Keywords

1 Introduction

Onomatopoeia refers to a word that phonetically imitates, resembles, or suggests the sound (or motion that accompanies sound) that it describes. Common occurrences of onomatopoeia include animal noises such as “oink”, “meow”, “roar” and “chirp” [16]. Onomatopoeia is much used in paper comics that have no aural feedback, to enrich the static image cuts [4]. However, it is used less in a spoken fashion especially in the Indo-European languages. The extent of use of onomatopoeia can differ between languages and cultures, and Koreans, in particular, make use of onomatopoeia in both written (not necessarily for comics) and spoken ways very frequently. It is often used even along with the actual sound in caption for entertainment shows (in Korea [6]) and games [8]) as a way to dramatize, emphasize, exaggerate and draw attention the situation [19].

On the other hand, one of the important goals to achieve in virtual reality (VR) is to provide a rich content experience by giving users a high level of immersion and presence (feeling as if situated in the [5, 13]). There are variety elements that can affect and improve the sense of presence, including the first person viewpoint, visual realism, interaction, shielding from the operating environment, and physical immersion, just to name a few.
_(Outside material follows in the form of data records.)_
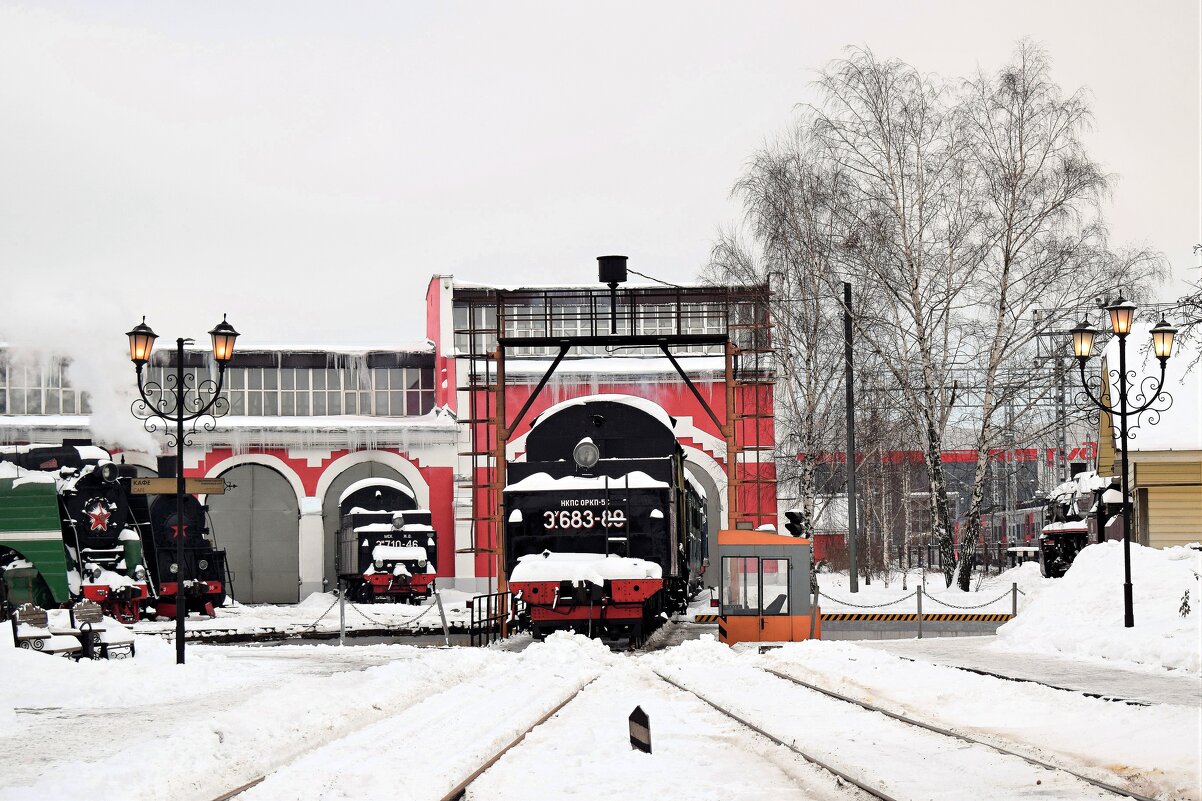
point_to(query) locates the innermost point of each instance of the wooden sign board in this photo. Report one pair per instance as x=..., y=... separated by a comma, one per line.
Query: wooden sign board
x=167, y=486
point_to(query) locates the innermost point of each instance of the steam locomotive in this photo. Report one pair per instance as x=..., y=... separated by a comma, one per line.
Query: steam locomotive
x=70, y=529
x=605, y=529
x=386, y=545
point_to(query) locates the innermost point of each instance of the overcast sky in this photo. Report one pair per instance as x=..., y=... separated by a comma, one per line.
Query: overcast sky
x=307, y=167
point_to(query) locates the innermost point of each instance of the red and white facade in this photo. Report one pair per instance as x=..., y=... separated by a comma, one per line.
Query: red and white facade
x=309, y=421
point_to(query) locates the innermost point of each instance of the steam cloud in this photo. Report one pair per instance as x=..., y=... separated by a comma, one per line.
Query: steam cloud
x=90, y=337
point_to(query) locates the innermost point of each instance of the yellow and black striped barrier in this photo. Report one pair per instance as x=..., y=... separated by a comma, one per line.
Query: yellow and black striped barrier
x=846, y=617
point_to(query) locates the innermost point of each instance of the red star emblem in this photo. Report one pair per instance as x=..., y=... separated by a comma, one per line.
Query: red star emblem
x=99, y=517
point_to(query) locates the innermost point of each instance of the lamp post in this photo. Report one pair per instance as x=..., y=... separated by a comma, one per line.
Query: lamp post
x=179, y=404
x=1122, y=315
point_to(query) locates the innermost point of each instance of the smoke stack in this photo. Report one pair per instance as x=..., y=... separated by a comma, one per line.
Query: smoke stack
x=612, y=270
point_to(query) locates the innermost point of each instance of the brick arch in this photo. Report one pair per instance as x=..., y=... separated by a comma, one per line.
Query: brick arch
x=263, y=460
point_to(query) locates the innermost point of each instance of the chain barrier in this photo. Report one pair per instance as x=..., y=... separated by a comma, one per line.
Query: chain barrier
x=905, y=598
x=368, y=617
x=314, y=624
x=868, y=605
x=387, y=623
x=971, y=605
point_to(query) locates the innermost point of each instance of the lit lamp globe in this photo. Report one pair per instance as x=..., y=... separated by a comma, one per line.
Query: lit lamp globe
x=1122, y=316
x=1083, y=339
x=141, y=343
x=1162, y=339
x=224, y=337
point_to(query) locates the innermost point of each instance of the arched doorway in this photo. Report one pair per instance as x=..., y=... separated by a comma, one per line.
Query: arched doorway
x=329, y=509
x=256, y=522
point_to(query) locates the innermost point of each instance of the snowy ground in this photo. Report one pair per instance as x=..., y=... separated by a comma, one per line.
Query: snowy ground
x=322, y=722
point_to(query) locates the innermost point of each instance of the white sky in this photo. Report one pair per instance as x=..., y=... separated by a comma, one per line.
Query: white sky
x=307, y=167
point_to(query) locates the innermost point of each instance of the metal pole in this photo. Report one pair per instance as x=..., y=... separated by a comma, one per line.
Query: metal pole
x=180, y=601
x=1128, y=607
x=341, y=612
x=851, y=435
x=446, y=632
x=918, y=591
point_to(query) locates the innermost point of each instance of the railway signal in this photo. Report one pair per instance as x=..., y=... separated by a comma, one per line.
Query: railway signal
x=793, y=523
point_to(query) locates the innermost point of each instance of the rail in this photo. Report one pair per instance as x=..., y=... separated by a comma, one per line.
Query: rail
x=489, y=618
x=948, y=733
x=875, y=791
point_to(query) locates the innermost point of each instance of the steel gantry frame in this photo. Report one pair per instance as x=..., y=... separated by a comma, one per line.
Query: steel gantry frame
x=495, y=325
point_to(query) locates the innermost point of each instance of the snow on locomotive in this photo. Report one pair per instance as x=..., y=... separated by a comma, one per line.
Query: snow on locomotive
x=605, y=530
x=386, y=545
x=70, y=529
x=67, y=532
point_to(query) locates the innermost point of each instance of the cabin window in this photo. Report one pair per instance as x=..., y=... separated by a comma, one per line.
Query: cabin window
x=741, y=586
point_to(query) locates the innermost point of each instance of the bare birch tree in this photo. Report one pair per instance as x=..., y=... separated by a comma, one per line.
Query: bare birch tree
x=787, y=202
x=909, y=218
x=1043, y=243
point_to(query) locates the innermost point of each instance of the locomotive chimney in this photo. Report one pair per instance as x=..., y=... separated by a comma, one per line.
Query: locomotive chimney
x=166, y=467
x=612, y=271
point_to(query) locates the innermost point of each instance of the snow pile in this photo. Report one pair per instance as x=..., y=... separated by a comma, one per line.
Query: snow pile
x=595, y=568
x=1082, y=612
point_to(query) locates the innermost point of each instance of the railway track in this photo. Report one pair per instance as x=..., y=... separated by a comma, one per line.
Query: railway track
x=881, y=788
x=460, y=789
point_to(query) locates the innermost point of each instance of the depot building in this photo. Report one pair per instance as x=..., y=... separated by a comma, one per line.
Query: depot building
x=307, y=421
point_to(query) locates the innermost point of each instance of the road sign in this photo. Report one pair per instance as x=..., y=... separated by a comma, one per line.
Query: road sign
x=167, y=486
x=641, y=730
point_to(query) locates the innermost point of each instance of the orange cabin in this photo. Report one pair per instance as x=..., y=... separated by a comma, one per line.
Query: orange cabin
x=765, y=588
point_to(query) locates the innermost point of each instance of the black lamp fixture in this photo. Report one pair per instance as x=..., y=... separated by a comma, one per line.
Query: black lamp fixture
x=179, y=404
x=1122, y=313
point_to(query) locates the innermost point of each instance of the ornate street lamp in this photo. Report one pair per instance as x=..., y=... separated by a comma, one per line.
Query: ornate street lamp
x=179, y=403
x=1122, y=316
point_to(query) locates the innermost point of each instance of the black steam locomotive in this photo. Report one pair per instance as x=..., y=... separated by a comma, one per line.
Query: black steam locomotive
x=386, y=545
x=605, y=530
x=112, y=546
x=203, y=568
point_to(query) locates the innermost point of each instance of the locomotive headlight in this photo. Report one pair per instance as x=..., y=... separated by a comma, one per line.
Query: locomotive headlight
x=585, y=454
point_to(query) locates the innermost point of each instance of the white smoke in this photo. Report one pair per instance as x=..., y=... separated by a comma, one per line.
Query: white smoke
x=89, y=332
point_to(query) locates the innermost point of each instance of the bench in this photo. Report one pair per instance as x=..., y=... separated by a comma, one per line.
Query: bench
x=99, y=641
x=31, y=630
Based on such observations and research results, we explore if the use of onomatopoeia, associated with sound feedback. could also bring about the similar effect, i.e. enhancement in presence and immersion for VR. Note that showing of onomatopoeia is not physically possible in the real world, however, there have been many instance of purely virtual worlds or proper mixing of physically unrealistic effects (e.g. showing motion profiles of a flying ball in a tennis game [1]) such that it can still induce the suspension of disbelief and not come in the way of, or even enhance the level of immersion and presence [5, 13]. On the other hand, we can also expect overusing onomatopoeia can be distracting, too unrealistic and break the sense of immersion and illusion [12].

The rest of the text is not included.